New Semester, New Blog

We’ve been asked to create a new blog for my A Ed 813 class, but I’d like to share the posts on my “home” blog as well. The class is focused on “Inquiry into the public pedagogy of contemporary visual culture for relevancy to museum and K-12 art education contexts.”

I had a tough time coming up with a public sphere of influence that would compare to the examples already posted (a mall, sports stadiums, DVDs, suburbia). One idea that kept returning to my thoughts was Times Square. I believe the myriad meanings associated with the area can provide a rich discourse on the subject of human-built environments. 

Times Square image from Wikipedia
Like many young adults from suburbia, I dreamed of “getting out of Dodge” and making it big in New York City after school.

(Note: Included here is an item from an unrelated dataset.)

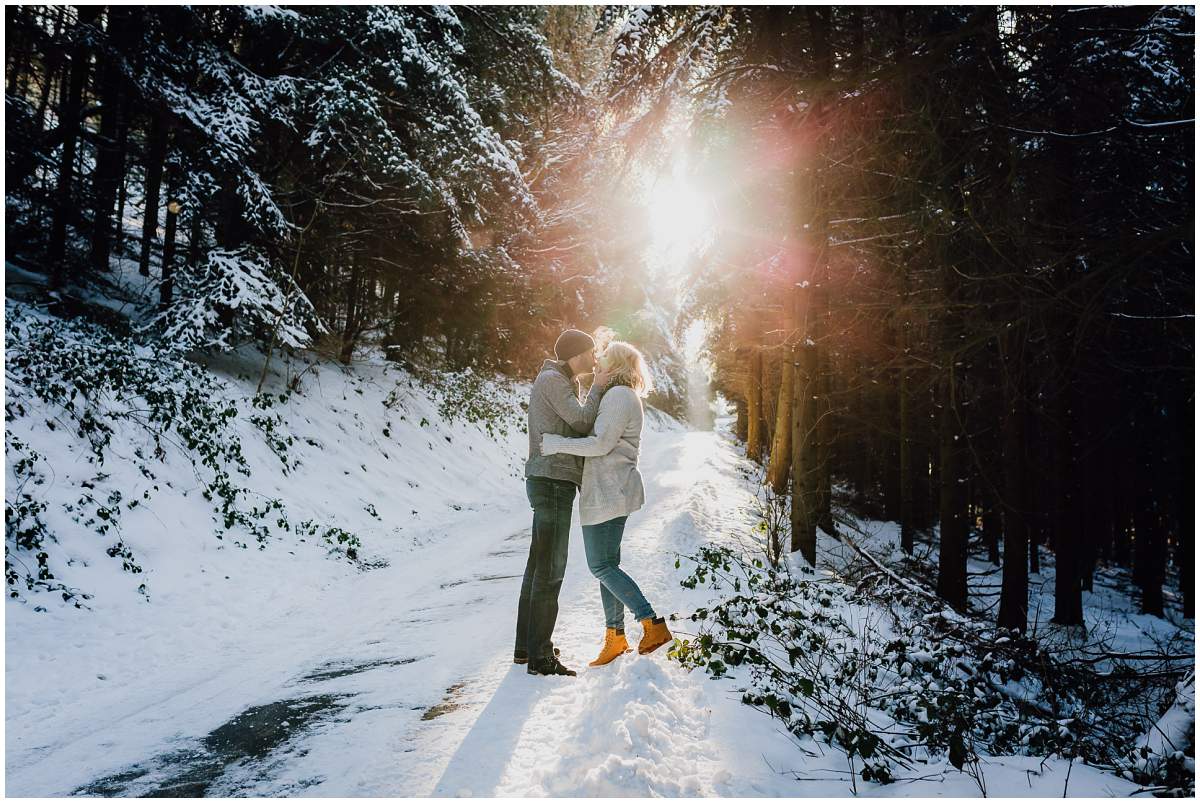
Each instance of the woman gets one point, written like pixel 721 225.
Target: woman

Two months after graduation in 2007, I moved to the Upper-Upper East Side of Manhattan and got a job working as a web designer near the Flatiron building. Before I lived in New York, I saw Times Square as a glamorous beacon of the metropolis, pulsing with the electric heartbeat of the city. 

My opinion changed for the worse after living in Manhattan for a few months.
I began to see the dazzling ads displayed on billboards as gaudy representations of a city fueled by consumerism to the detriment of compassionate human relationships. It is well known that no self-respecting native New Yorker would choose to spend time in Times Square. The irony of this can be seen in the massive Target advertisements perched on multiple building in the area for more than 7 years before a branch opened in Manhattan

The media has had a defining hand in shaping the area and its experience. It’s named after the New York Times building (the founder of which asked the city to rename the vicinity after moving in). Theater and other (seedier) entertainments flourish(ed) in Times Square; it’s home to Broadway, after all. Even the neon lights and advertisements that sprout like weeks from surrounding buildings are popular tourist photo backdrops. The crushing crowds stream in from all sides, eager to take pictures and experience the area. 

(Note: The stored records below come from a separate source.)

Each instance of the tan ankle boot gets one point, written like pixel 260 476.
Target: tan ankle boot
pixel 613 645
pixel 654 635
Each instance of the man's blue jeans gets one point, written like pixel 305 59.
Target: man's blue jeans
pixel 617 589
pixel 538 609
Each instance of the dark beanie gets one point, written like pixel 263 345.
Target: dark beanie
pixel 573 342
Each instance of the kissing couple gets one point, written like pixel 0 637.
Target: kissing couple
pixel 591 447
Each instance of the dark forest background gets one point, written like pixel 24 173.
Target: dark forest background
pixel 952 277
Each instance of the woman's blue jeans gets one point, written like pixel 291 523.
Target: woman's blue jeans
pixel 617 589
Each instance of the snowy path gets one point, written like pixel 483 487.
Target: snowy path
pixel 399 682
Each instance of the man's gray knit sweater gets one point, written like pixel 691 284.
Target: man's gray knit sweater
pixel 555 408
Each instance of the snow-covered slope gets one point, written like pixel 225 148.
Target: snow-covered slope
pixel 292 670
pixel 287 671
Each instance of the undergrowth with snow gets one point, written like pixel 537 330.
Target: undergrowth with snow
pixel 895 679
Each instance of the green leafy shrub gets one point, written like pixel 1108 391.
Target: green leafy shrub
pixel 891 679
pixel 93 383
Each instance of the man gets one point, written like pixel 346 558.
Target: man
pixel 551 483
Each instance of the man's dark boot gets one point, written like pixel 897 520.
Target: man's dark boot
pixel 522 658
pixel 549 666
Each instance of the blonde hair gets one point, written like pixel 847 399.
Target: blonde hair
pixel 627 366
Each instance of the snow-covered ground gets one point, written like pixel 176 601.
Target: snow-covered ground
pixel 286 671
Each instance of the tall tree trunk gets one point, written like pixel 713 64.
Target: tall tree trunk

But what does the area have to actually experience? Avant-garde theater no longer exists, after being pushed out by revivals of popular performances guaranteed to make money instead of sparking controversy. Nor do any commercial establishments exist that cannot be found in a suburban mall—FAO Schwartz is now a Toys R Us, and the only Red Lobster and Applebees in the city are located on 42nd Street. 

bell hooks stressed the importance of space as defining the activities and people that inhabit it in Black Vernacular: Architecture as Cultural Practice. Perhaps Times Square is meant to be a shrine to consumerism with oversized ads serving as icons of capitalism.

Me (left) in Time Square with a friend in 2007
To me, Times Square represents a simulacrum of city life. It is an area that defines New York, yet it is meant to shape visitor perceptions to enjoy a cleaned-up, Disney-fied city where everything is for sale. It is a marketer’s dream, where tourists pay to take pictures next to advertisements. But who am I to look down upon this? After all, I too have the requisite Times Square photo—this was taken with a friend my first week in the city. I’m on the left, wearing glasses.

For more information its history and on what others think of Times Square, check out the following links:

Works cited
hooks, b. (1995). Black Vernacular: Architecture as cultural practice. In Art on my mind: Visual politics (145-151). New York: The New Press.

Introduce self by locating and describing a public sphere of influence in the human-built environment (e.g., mall, Internet site, television show, listserv, news broadcast, advertisement, artwork, built-environment).